As World War II raged in Europe and North Africa, at home New Zealand underwent a friendly invasion of American troops. Between 1942 and 1944, over 100,000 troops were stationed in New Zealand for varying periods. These men made a huge impact on New Zealand society. With them coffee houses and milk bars sprung up. Taxi drivers, florists, jewellers and hotel owners experienced a boom. A lively nightlife developed in Auckland and Wellington and Kiwi women were swept off their feet to the tunes of the American “big band” music.

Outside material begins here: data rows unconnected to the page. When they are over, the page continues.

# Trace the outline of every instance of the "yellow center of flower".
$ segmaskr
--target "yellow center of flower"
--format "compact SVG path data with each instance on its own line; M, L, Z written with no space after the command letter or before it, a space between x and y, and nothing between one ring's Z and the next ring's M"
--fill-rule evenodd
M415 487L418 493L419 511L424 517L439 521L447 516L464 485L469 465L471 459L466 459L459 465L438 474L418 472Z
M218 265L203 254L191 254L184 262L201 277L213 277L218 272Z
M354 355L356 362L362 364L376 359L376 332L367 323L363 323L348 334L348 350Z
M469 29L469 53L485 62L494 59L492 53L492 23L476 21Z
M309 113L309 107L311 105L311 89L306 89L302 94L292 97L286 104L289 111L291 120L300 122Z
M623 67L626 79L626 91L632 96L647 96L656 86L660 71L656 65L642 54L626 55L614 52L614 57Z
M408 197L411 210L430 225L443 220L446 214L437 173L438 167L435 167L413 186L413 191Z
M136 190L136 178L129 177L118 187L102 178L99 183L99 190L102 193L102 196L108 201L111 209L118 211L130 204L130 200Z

War not only brought about significant changes in the role of women, but also in the way men perceived that role. Apart from nurses, women’s contribution to the Boer War and World War I were passive: caring for the family, raising funds, organising sewing and knitting bees to ensure their men had a few extra comforts in the frontline, and helping disabled soldiers convalesce.

In World War II – due to unprecedented strains on manpower for combat duties and essential industry – New Zealand saw women taking on many of the non-combatant roles in the services. Women also took up positions in the industrial workforce.

Whilst many felt there was little likelihood of an invasion back home, they still htough it would be good to be prepared so the Home Guard was formed in 1940. This was a voluntary force to support the defence of the country, who would work evenings and weekends. It was unpaid and open to all males over the age of 16 who were not already in the Armed Forces. At the height of its strength the Homeguard numbered over 124,000 men – the single largest force ever mobilised by New Zealand.